神は特殊な能力を全て他の被造物に与えてしまったので、最後の被造物であるヒトには「自分で自由にそうありたいと思った存在に自分を作り上げる能力」を与えた。
上記の前提において、【自らの産物である「人格」がなした行為】には道徳的責任を持つべきである=つまり、自分自身をコントロールできるという前提。
努力が足りない。才能が足りない。自己責任論。
こうした前提への問題提起は近年たくさん出てきている。
例えば、マイケル・サンデル「『実力も運のうち 能力主義は正義か?』」が批判するメリトクラシー=能力主義
そもそも「能力」があるかないかを決めるのは誰か?
→その環境を作ったのは誰か?
→能力であるかないかを決めるのは誰か?
成長や有用性は、ほとんどの場合「経済的価値」や「道徳的価値」に紐づけられる。
つまり、マトリックスのシステムにとって有用かどうか。
神経科学・心理学・進化学の発展で、前提としていた「自由で反省的で自律的な行為主体としてのヒト」は間違いだったことがわかってきている。
つまり、ヒトは行為をコントロールできないし、自由に選択できないし、心を反省するのも下手だし、それほど合理的に行為しない。
生まれ育った環境や、時代、文化背景、身体、さまざまな要因によって人は抗い難い影響を受ける。
もっと言えば、現代のマーケティングや情報流通は、「人間の生理的な反応」あるいは「文化的に埋め込まれた反応」に訴えかける。
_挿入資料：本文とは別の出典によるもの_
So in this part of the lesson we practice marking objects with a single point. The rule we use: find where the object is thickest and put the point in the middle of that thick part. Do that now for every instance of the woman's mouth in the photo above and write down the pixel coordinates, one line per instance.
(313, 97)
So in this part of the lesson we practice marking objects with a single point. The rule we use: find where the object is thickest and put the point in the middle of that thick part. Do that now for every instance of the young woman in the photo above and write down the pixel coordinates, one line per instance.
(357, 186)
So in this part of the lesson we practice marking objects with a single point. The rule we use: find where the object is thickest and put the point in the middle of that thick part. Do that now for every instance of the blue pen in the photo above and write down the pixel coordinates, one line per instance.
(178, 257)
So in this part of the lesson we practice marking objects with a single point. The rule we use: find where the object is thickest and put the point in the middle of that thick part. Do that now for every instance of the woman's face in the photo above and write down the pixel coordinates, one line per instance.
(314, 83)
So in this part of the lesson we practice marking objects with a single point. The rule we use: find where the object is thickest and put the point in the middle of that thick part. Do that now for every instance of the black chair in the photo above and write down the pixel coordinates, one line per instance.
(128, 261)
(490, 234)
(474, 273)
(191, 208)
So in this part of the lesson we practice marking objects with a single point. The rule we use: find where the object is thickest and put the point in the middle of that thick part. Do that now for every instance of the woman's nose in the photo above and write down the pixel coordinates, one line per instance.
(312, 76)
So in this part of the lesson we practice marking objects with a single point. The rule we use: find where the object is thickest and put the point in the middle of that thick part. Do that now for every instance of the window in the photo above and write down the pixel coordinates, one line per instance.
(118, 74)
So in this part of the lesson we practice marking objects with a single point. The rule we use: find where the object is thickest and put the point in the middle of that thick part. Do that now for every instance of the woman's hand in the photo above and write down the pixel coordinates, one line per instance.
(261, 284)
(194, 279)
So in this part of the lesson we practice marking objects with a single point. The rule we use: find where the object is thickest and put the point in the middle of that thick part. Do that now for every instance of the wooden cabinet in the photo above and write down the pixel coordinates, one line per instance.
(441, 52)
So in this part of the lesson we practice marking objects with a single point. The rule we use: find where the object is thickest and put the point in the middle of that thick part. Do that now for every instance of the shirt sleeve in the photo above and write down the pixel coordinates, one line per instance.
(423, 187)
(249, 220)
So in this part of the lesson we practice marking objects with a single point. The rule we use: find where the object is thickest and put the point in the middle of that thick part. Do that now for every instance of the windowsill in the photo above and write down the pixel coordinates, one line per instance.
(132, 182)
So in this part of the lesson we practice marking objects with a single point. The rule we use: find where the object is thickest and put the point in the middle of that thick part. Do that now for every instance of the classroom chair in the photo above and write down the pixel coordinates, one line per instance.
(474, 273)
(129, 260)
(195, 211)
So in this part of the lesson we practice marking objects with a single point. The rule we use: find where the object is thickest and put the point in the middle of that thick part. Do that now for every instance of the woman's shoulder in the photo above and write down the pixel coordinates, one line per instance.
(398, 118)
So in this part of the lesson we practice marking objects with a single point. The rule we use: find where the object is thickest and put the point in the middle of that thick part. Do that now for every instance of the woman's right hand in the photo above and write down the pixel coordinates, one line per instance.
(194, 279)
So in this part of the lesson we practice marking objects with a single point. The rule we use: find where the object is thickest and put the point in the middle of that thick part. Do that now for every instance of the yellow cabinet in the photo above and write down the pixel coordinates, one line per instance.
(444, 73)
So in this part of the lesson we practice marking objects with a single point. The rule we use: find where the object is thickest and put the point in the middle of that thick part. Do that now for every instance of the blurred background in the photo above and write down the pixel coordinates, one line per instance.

つまり、人は自分の行為を完全にコントロールすることはできない生き物だということがわかっている。
自己責任の話に戻れば、過度に責任を重視する倫理システムが人々を苦しめている現状がある。
弱いものがさらに弱いものを叩く構図
自己責任に耐えきれない人々の自罰的傾向を助長する。
環境、教育、コントロールできない因果的要因、運によって人格は決定されていく。だとしたら、行為の良し悪しに基づいて、一方を罰し、他方に報いるのは公正ではない。
「自由意志か運命か」
ここまで完全な自由意志はない。と結論づけられそうな話をしてきたが、本当にそうなのか?
ただし、人生はあらかじめ決められた、完全にコントロールされた運命である。とも言えなそうだ。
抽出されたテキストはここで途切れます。